Autologous vaccine therapy (a vaccine derived from the patient’s own tumor and customized for the same patient) is very costly and presents many manufacturing challenges.

 
       
  Autologous therapy is very costly.  
       
  Many cancer vaccines are poorly immunogenic (i.e., they do not elicit an immune response on their own) and require the use of adjuvants to elicit an effective immune response. The addition of adjuvants may increase immunogenicity of the vaccine, but may also cause increased toxicity.  
       
  The increased antigenicity of the patient’s own cellular derived materials used to produce autologous cancer vaccines may cause auto-reactivity and the subsequent development of an autoimmune disease.  
       
  Patients treated with genetically engineered vaccines may produce neutralizing antibodies, which could cause subsequent therapies with the same product to become ineffective.  
 
       
       

Cellular therapies

Cellular therapies are single cell type agents derived from the cancer patient which are modified in the laboratory to become more adept at recognizing and killing the patient’s own tumor.  This type of active immunotherapy is designed to boost specific parts of the immune system to cause tumor cell death. Vaccines, in contrast, attempt to get the body's immune system to react to specific antigens. (ACS)

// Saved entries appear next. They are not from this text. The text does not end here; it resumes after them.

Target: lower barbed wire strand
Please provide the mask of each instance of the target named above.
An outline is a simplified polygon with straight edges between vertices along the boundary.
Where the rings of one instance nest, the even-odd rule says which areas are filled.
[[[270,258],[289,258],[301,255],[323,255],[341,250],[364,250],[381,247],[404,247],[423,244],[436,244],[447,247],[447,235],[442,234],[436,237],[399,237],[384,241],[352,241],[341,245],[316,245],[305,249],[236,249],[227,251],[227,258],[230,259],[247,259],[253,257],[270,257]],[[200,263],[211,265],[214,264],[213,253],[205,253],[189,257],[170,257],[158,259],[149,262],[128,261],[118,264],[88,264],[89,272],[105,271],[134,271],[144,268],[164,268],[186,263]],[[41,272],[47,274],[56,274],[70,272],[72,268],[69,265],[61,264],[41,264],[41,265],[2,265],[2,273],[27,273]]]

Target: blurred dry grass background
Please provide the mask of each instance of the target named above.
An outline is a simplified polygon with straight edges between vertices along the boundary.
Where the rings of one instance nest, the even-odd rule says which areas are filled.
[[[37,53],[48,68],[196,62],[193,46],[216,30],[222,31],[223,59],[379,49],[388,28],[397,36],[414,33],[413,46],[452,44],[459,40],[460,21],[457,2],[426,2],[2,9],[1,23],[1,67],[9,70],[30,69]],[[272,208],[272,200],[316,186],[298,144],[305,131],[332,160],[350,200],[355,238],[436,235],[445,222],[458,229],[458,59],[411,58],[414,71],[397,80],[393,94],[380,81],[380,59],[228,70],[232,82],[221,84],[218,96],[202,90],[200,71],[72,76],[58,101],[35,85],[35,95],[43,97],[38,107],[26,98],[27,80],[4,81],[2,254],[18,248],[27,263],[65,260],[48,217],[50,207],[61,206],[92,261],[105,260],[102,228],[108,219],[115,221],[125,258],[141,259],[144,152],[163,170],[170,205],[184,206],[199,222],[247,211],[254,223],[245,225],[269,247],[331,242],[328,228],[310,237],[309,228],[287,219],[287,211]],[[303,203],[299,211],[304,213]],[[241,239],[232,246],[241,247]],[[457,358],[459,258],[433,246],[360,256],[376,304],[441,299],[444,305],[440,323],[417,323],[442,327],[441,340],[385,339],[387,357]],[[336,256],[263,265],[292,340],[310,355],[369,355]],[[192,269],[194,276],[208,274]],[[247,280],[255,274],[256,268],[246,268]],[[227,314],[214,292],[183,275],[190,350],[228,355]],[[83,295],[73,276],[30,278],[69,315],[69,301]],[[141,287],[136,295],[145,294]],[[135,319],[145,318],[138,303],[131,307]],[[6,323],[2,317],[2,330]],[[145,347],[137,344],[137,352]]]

  Examples of Cellular Therapies include: Lymphocyte activated killer cells therapy, tumor infiltrating lymphocyte with IL-2, suppressor regulatory T cell.  
       
   
  Limitations of Cellular Therapies:
 
   
       
  Not all tumor infiltrating lymphocytes grow wellenough in culture to generate the quantity of cells that would be required to produce a useful anti-tumor effect when they are infused into the patient.  
       
  Not all tumor infiltrating lymphocytes can be made, in culture, to become more adept at killing the tumor upon return to the patient.  
       
  The infusion back into a cancer patient of billions of cells that have been grown or modified genetically "in vitro" is risky and can be associated with immediate and delayed hypersensitivity reactions that can be life threatening. In addition, the manufacturing process under which these cells are grown and infusions are prepared must be carried out under extremely strict aseptic conditions with extraordinary rigid quality control. If the conditions under which these infusions have been prepared are faulty, these infusions may cause catastrophic life-threatening infections.  
       
  Autologous therapy is cumbersome and does not easily lend itself to the commercial scale mass production techniques necessary to reach the multitude of cancer patients world-wide.  
       
  Autologous therapy; one-patient-one-therapy, is very costly.  
 
       
       

Adjuvant Immunotherapies

An adjuvant is any material which when injected together with an antigenic protein or other substance (like a mAb or cancer vaccine) increases or boosts the immune response to the particular substance (antigenic parts of the vaccine).

  Examples include:  BCG, KLH, IFA, QS21, Detox, DNP, GM-CSF.  

The only adjuvant currently used in approved drug products for human use is Alum.  Alum pre-disposes the formation of antibodies and directs the immune response away from a cellular immune response, which is necessary for a robust anti-cancer immune response.

       
   
  Limitations of Adjuvant Immunotherapies:
 
   
       
  Adjuvants have their own associated toxicities.  
       
  Many adjuvants can only be administered once or twice to humans.  
       
  Many adjuvants can only be administered per-cutaneously (injected into the skin or muscle), and cannot be infused.